Using Equation (2), the expected Doppler broadening was found to be 5.3 Hz. While the detected signal at Hobart was narrower, this could be explained by the rotation angle of the NEO relative to the antennas.

3.5. 2024 MK

2024 MK was discovered by ATLAS-Sutherland (funded by NASA and located in South Africa) on 16 June 2024 and predicted to make a closest approach within 0.00197 AU (0.77 lunar distances) on 29 June 2024. The object had an estimated diameter between 120 and 260 m. SHARP observations of 2024 MK were conducted during the DSS-43/ATCA time already scheduled for another approaching asteroid 2011 UL21 on 26 and 28 June and the Target of Opportunity DSS-35 time for 2024 MK on 29 June. The last experiment was conducted following the upgrades to Ceduna in May 2024 (see Section 2.2), so this station also participated.
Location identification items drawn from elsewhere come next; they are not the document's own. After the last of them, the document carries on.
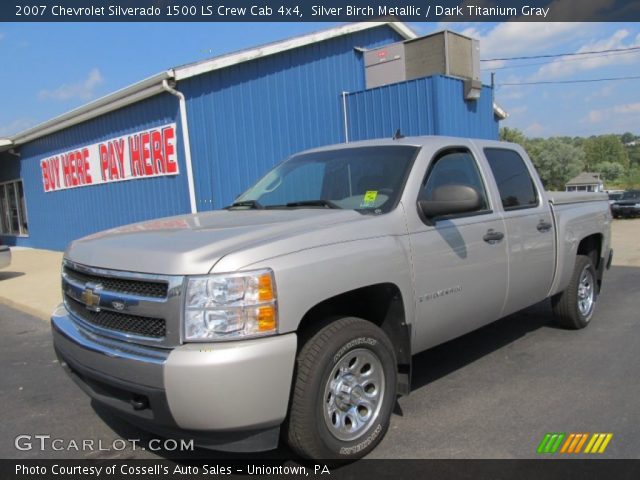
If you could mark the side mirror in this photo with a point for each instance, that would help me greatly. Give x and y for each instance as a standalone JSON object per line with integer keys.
{"x": 449, "y": 200}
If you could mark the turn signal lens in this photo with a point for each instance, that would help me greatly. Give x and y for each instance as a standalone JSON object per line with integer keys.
{"x": 266, "y": 317}
{"x": 231, "y": 306}
{"x": 265, "y": 288}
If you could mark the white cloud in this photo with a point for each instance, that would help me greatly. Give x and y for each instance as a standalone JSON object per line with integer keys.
{"x": 518, "y": 110}
{"x": 15, "y": 126}
{"x": 606, "y": 114}
{"x": 535, "y": 130}
{"x": 525, "y": 38}
{"x": 604, "y": 92}
{"x": 83, "y": 90}
{"x": 568, "y": 65}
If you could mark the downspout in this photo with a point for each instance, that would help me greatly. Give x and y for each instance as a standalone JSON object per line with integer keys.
{"x": 345, "y": 117}
{"x": 185, "y": 138}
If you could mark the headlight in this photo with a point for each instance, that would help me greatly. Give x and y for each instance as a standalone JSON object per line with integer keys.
{"x": 230, "y": 306}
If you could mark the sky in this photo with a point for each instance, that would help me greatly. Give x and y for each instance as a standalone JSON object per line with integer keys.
{"x": 51, "y": 68}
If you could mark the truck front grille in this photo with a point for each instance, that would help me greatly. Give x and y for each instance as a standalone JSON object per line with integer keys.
{"x": 120, "y": 322}
{"x": 139, "y": 308}
{"x": 121, "y": 285}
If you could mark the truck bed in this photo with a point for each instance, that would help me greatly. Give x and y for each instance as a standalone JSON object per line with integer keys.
{"x": 562, "y": 198}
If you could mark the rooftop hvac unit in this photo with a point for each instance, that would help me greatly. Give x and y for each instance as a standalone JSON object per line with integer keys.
{"x": 445, "y": 53}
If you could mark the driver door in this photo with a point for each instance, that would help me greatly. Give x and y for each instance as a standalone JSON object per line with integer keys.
{"x": 459, "y": 260}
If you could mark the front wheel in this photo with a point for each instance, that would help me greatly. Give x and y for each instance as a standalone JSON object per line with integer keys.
{"x": 344, "y": 391}
{"x": 574, "y": 307}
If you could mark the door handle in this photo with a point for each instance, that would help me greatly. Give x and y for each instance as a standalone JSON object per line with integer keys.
{"x": 492, "y": 236}
{"x": 544, "y": 226}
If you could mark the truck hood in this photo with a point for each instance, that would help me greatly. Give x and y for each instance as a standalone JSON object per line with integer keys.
{"x": 193, "y": 244}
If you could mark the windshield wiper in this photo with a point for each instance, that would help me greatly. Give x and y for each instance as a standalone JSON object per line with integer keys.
{"x": 313, "y": 203}
{"x": 252, "y": 204}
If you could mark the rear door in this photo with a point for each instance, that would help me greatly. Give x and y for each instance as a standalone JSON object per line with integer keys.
{"x": 460, "y": 261}
{"x": 529, "y": 229}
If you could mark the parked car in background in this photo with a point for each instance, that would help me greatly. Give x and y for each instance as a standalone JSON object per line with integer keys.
{"x": 5, "y": 255}
{"x": 627, "y": 206}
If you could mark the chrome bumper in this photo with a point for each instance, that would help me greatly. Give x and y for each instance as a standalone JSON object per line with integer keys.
{"x": 194, "y": 388}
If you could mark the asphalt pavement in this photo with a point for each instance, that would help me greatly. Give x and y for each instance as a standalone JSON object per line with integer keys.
{"x": 493, "y": 393}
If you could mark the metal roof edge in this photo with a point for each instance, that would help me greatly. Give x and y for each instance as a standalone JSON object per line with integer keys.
{"x": 153, "y": 85}
{"x": 113, "y": 101}
{"x": 223, "y": 61}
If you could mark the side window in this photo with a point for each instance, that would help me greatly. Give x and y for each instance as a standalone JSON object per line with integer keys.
{"x": 454, "y": 168}
{"x": 515, "y": 185}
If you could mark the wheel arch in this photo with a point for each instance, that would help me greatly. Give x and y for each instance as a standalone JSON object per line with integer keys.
{"x": 591, "y": 246}
{"x": 383, "y": 305}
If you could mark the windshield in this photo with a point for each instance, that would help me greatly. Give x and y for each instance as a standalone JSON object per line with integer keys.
{"x": 632, "y": 195}
{"x": 366, "y": 179}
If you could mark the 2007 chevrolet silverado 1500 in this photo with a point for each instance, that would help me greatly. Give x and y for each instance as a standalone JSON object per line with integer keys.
{"x": 299, "y": 307}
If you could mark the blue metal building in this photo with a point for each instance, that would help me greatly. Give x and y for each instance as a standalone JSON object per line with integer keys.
{"x": 222, "y": 122}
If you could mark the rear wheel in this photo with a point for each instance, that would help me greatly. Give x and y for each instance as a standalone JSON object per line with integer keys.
{"x": 574, "y": 307}
{"x": 344, "y": 391}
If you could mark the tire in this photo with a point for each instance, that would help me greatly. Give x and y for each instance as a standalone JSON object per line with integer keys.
{"x": 326, "y": 423}
{"x": 573, "y": 308}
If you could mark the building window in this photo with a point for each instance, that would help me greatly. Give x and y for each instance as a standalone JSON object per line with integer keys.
{"x": 13, "y": 209}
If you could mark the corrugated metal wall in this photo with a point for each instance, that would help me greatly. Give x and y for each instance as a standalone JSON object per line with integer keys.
{"x": 425, "y": 106}
{"x": 55, "y": 218}
{"x": 244, "y": 119}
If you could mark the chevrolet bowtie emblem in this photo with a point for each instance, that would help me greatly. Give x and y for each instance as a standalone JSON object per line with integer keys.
{"x": 90, "y": 299}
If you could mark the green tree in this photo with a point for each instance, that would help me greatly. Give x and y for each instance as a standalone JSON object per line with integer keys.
{"x": 632, "y": 179}
{"x": 557, "y": 161}
{"x": 634, "y": 156}
{"x": 604, "y": 148}
{"x": 610, "y": 171}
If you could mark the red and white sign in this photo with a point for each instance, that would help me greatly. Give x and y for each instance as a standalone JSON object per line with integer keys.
{"x": 149, "y": 153}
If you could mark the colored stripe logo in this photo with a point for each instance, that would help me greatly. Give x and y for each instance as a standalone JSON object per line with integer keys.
{"x": 574, "y": 443}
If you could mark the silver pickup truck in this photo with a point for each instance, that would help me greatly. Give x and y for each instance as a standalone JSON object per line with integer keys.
{"x": 296, "y": 311}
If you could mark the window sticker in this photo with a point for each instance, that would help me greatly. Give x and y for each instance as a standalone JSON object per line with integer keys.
{"x": 369, "y": 199}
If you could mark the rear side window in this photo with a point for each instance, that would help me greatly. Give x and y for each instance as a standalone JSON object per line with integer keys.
{"x": 515, "y": 185}
{"x": 454, "y": 168}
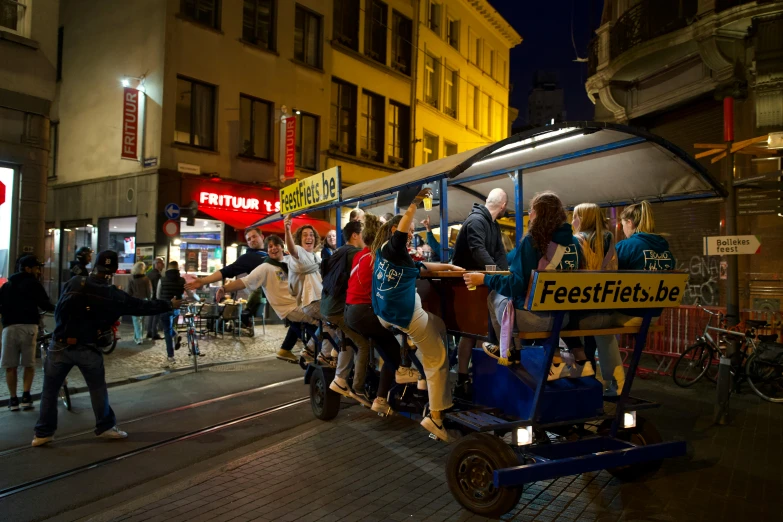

A strong radar echo was detected from Ceduna, Hobart, Katherine and Yarragadee, with an SNR of 35-sigma at Ceduna in the opposite circular polarisation, as given in Figure 14.
DSS-35 was transmitting, and the radial velocity approximation was used to perform the Doppler compensation, which can be seen to have negligible drift in Figure 15. As there are no available values for its rotation period, its expected Doppler broadening cannot be estimated. However, we observe a data signature that resembles a rotational pattern with a period approximately between 1400 s and 3100 s using Equation (2).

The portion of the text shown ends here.